To compute expectations, we're going to need probabilities, so first let's look at P(i, j), the probability that j-th gondola will stay empty while we fill up all gondolas from the interval [i, j) assuming each coming person approaches some gondola in inteval [i, j] (note that j is included here). We can develop a recurrence to compute this.
Suppose we know that the last person enters the gondola at position (i + k). This splits the interval into two parts, with a empty squares on the left, b empty squares on the right, and 1 more empty square at (i+k).
The probability that gondola j stays empty while we fill interval [i, j) and that gondola at position (i+k) is filled last is P(i, j, k) and can be computed as:
P(i, j, k) = C(a+b, a)*((k+1)/(j-i+1))a+1*((j-i-k)/(j-i+1))b*P(i, i+k)*P(i+k+1, j)
Here C(n, k) is the binomial coefficient representing the number of ways to choose k objects from a set of n. The equation above amounts to choosing a people from (a+b) to go on the left side of the final empty space, and then making sure that (a+1) people go to the left side (including the person to fill up gondola i+k) and b people go to the right side. The probability that gondola i+k will stay empty is P(i, i+k), and the probability that gondola j will stay empty is P(i+k+1, j).
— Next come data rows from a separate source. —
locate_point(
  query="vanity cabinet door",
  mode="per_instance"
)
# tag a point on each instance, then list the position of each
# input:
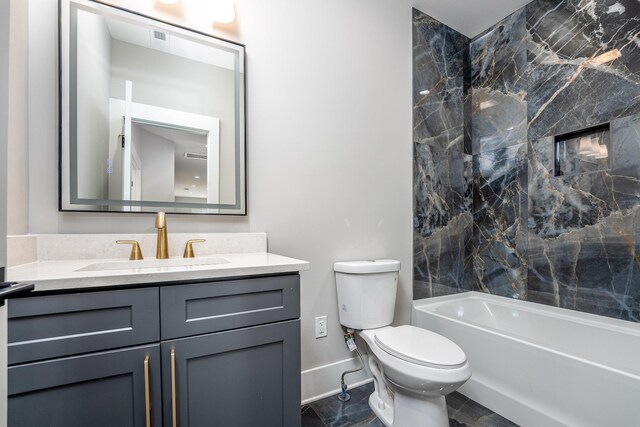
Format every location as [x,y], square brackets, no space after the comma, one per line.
[95,390]
[244,377]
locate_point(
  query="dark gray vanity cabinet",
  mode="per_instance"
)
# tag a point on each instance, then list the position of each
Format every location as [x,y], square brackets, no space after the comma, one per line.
[223,352]
[243,378]
[103,389]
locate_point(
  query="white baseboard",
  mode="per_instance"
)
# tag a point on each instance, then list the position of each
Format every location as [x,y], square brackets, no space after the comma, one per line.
[323,381]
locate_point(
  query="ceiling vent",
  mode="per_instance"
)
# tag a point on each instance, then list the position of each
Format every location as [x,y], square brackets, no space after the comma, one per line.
[198,156]
[159,40]
[159,35]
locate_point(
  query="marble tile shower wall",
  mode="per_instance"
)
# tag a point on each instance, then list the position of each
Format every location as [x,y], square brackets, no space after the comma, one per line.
[442,167]
[492,216]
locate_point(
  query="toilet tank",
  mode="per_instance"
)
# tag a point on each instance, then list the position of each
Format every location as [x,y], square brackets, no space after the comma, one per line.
[366,292]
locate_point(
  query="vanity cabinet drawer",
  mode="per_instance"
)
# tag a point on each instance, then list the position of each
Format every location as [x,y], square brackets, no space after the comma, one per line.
[44,327]
[217,306]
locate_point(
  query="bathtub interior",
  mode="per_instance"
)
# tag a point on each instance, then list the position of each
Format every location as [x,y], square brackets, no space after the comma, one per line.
[611,343]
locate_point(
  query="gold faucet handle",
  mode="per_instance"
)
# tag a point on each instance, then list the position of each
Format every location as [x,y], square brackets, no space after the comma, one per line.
[136,253]
[161,220]
[188,249]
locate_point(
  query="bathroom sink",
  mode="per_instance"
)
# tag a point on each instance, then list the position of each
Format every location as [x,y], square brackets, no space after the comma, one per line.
[153,264]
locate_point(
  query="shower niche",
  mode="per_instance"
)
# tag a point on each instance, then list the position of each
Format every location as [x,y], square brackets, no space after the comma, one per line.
[583,151]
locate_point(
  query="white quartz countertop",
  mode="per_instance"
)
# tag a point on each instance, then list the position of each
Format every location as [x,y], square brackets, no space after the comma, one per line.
[65,274]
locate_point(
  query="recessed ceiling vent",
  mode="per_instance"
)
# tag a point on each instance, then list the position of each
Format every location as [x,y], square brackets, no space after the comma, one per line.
[159,40]
[198,156]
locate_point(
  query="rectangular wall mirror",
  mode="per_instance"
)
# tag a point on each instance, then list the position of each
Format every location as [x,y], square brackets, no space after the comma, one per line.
[152,116]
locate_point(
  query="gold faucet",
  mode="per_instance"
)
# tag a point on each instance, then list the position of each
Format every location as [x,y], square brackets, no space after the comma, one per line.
[162,248]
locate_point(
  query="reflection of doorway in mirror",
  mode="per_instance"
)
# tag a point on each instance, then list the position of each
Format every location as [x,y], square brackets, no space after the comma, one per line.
[136,183]
[177,153]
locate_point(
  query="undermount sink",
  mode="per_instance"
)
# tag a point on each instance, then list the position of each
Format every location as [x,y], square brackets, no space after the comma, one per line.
[153,264]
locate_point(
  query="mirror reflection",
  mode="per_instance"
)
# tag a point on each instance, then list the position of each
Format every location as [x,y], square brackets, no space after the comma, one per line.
[152,115]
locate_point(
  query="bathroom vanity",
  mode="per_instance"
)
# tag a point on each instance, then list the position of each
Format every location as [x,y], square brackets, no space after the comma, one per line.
[223,350]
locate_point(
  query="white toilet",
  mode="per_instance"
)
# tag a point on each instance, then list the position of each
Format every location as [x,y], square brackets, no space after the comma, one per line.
[413,368]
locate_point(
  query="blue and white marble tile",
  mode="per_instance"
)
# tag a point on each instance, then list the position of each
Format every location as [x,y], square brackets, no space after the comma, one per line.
[570,85]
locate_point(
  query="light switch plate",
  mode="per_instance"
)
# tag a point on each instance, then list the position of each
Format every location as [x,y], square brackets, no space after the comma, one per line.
[321,326]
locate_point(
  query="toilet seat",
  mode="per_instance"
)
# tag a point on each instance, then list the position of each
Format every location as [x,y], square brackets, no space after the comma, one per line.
[421,347]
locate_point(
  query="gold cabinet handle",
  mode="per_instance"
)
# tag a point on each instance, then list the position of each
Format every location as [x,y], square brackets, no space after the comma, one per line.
[188,248]
[136,253]
[174,414]
[147,395]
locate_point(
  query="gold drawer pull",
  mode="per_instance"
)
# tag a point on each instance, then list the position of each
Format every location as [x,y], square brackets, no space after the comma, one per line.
[147,395]
[173,388]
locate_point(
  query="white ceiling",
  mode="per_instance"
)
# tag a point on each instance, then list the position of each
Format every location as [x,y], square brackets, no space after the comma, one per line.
[469,17]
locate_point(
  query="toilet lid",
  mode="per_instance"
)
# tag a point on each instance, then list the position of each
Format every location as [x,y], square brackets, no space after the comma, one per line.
[420,346]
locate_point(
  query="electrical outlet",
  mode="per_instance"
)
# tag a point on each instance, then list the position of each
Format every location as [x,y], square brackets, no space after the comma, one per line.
[321,326]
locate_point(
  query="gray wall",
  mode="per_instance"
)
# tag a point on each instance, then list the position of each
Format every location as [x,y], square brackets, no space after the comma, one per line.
[18,165]
[567,241]
[4,135]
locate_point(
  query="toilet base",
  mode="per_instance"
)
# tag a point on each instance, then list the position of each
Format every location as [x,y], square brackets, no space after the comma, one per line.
[409,411]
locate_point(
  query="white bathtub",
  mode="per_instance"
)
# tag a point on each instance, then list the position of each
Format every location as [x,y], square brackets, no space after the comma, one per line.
[539,365]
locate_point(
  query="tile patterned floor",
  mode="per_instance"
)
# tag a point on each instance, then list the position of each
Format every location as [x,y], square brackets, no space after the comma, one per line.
[330,412]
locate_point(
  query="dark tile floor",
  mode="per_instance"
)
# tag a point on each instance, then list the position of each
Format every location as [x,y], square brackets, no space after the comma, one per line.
[330,412]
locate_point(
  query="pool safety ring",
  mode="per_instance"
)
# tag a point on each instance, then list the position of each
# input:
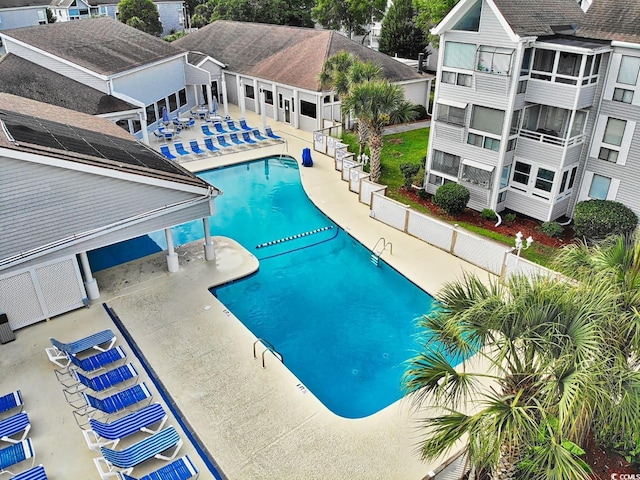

This assumes that (i+k) is empty initially, otherwise we define P(i, j, k) = 0.
Of course, we can't actually fix the final person, but since every way to fill up the interval has some final person, we can just compute the probability that gondola j will stay empty as the sum of P(i, j, k) over all possible final positions k, giving:
P(i, j)=∑k=0..j-i-1P(i, j, k)
For our base case, we have P(i, j, k) = 1 if the interval [i, j) contains no free gondolas. This also includes the case where the interval is of size 0. Don't forget, we're still in a cyclic situation!
On to computing expectations! We'll use the same trick of splitting around the last person. The expected money we get while filling out the interval [i, j) so that the last filled gondola is at position (i+k) is:
E(i, j, k) = E(i, i+k) + E(i+k+1, j) + N - k/2
Summing over all possible k to get the expectation, we get:
E(i, j)=(∑k=0..j-i-1P(i, j, k)*E(i, j, k))/P(i, j)
The way the first equation works is to combine the expectations from the left interval and the right interval, and then we need the expected number of skips to place the final person. There are (k+1) starting positions, corresponding to 0 skips, 1 skip, …, k skips. Each of these is equally likely, so the expectation is N - 1/(k+1)*(0 + 1 + ... + k)=N - k/2.
As before E(i, j, k) = 0 if gondola at position (i+k) is occupied.
To compute the final answer, we'll repeat the same trick in the final step. We try all possible empty positions as the last gondola to be filled and compute the expected number of skips. If the last empty position is i, then the expected money we get is:
P(i+1, i)*(E(i+1, i) + (N+1)/2),
and the total expected amount of money is just the sum of this quantity over all empty positions.
This algorithm is O(N3), which is easily within the time limit for the large case.